今の教育は日本の生命をなくしているんだ。歴史の教科書には日本の悪いことばかり書いてある。これじゃ子供たちは日本に誇りをもてない。この状況でもう五十年経ったんです。日本人は日本の正しい歴史と伝統を受け継ぎ、次の世代に伝えなくてはいけない。目先の知識だけに振り回されないで『本当のこと』に目覚めて、乱れてしまった日本をみんなで良くしていきましょう。

取材メモ
取材の前に一冊目の著書「神道のこころ」を一気に読んだ。そして始めて、神道は宗教ではなく日本人の生活習慣なのだということが納得できた。戦後、アメリカが神道を宗教と定義づけたために、宗教を嫌う人たちから誤解されたり反発されたりしたけれど、教祖も教義もないものが宗教であるわけがない。
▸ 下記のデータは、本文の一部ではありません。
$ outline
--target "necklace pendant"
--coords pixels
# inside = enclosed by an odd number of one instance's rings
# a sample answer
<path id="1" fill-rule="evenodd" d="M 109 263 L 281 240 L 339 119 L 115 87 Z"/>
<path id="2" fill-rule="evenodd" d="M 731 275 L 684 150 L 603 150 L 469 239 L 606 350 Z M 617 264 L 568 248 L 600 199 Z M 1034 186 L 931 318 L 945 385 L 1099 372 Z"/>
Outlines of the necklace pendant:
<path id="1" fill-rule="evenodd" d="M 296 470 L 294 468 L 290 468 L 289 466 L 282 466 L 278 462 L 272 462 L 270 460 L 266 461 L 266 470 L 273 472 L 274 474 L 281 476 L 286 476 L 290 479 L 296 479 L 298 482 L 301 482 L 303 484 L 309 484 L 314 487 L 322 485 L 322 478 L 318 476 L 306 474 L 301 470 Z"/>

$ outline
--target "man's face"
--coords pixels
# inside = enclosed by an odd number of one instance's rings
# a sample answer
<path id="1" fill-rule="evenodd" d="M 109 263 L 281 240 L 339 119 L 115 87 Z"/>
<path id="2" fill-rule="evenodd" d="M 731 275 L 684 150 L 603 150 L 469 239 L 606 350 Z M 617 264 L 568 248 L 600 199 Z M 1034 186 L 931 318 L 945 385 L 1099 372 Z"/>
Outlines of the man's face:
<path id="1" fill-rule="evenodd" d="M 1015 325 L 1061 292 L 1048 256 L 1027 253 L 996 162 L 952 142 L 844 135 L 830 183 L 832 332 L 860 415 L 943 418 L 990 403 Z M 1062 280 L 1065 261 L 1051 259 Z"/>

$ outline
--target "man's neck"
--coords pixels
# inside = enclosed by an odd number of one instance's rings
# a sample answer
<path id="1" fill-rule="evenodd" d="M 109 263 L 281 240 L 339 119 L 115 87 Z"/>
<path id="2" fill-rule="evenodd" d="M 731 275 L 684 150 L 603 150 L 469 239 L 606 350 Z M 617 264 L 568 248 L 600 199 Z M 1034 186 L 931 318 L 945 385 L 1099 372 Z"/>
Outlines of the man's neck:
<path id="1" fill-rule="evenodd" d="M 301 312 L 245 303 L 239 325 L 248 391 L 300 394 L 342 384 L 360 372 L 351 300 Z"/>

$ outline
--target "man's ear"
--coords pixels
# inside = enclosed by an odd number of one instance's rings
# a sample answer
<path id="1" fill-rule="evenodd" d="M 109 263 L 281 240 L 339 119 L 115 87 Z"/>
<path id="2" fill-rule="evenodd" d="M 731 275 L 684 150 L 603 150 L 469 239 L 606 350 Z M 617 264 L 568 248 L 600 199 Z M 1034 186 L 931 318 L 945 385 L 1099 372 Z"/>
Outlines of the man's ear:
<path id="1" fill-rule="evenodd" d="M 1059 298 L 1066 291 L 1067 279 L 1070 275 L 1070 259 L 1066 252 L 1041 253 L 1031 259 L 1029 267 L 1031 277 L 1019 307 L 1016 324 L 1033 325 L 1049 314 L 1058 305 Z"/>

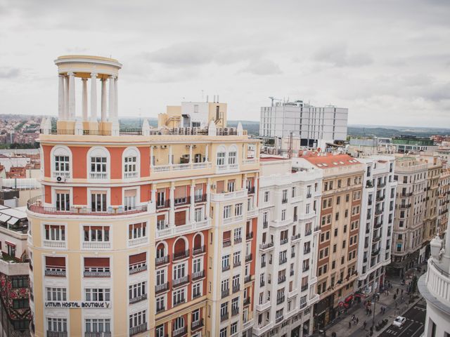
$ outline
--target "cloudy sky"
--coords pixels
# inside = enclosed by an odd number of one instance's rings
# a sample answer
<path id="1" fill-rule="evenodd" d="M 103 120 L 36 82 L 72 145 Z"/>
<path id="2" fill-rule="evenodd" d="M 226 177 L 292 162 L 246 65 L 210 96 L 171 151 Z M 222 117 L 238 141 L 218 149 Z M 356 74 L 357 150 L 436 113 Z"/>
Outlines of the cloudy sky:
<path id="1" fill-rule="evenodd" d="M 0 113 L 56 114 L 54 59 L 91 54 L 123 64 L 121 116 L 203 92 L 231 119 L 275 96 L 450 127 L 449 18 L 448 0 L 0 0 Z"/>

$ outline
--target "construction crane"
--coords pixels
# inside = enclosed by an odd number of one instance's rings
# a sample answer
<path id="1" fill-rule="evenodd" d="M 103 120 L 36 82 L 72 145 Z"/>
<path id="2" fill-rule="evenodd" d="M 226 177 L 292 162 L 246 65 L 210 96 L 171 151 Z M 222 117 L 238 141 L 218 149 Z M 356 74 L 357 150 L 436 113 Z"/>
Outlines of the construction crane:
<path id="1" fill-rule="evenodd" d="M 271 96 L 269 98 L 270 98 L 271 100 L 272 101 L 272 105 L 271 105 L 272 107 L 274 106 L 274 100 L 279 100 L 280 102 L 281 101 L 281 100 L 280 98 L 276 98 L 274 96 Z"/>

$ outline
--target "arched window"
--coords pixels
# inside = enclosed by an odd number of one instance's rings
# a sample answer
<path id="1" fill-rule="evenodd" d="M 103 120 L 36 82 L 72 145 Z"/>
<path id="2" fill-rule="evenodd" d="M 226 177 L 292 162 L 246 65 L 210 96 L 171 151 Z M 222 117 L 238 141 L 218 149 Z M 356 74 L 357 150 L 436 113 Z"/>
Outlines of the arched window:
<path id="1" fill-rule="evenodd" d="M 51 157 L 53 178 L 56 179 L 70 178 L 72 171 L 72 152 L 70 150 L 65 146 L 56 146 L 52 150 Z"/>
<path id="2" fill-rule="evenodd" d="M 238 148 L 235 146 L 231 146 L 228 152 L 228 164 L 229 165 L 234 165 L 238 164 Z"/>
<path id="3" fill-rule="evenodd" d="M 174 332 L 184 328 L 184 318 L 176 317 L 174 321 Z"/>
<path id="4" fill-rule="evenodd" d="M 226 150 L 224 146 L 219 146 L 217 149 L 217 165 L 225 165 L 225 159 L 226 157 Z"/>
<path id="5" fill-rule="evenodd" d="M 88 176 L 91 179 L 109 179 L 110 152 L 104 147 L 92 147 L 88 152 Z"/>
<path id="6" fill-rule="evenodd" d="M 124 179 L 138 178 L 139 176 L 139 151 L 136 147 L 128 147 L 122 155 Z"/>

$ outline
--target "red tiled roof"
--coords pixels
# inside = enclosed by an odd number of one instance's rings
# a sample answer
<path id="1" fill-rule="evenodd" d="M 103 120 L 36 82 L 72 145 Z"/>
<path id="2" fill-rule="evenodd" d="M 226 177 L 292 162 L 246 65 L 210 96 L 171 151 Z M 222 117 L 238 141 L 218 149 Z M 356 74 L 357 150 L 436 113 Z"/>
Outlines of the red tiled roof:
<path id="1" fill-rule="evenodd" d="M 361 164 L 352 156 L 345 154 L 307 152 L 301 154 L 299 157 L 304 158 L 313 165 L 323 169 Z"/>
葉室宮司は口をすっぱくして「古事記を読みなさい」と講演会で言われていたので、私たちは自分たちの本ができたとき真っ先に献本させて頂いた。そして、いろいろお叱りやら励ましの言葉をかけていただき、帰りに金一封まで頂戴した。いまは本を五冊も出してとてもお忙しくなられて簡単にお会いできないけれど、いつかまたきっと神さまのお導きがあればご縁を頂けると思っている。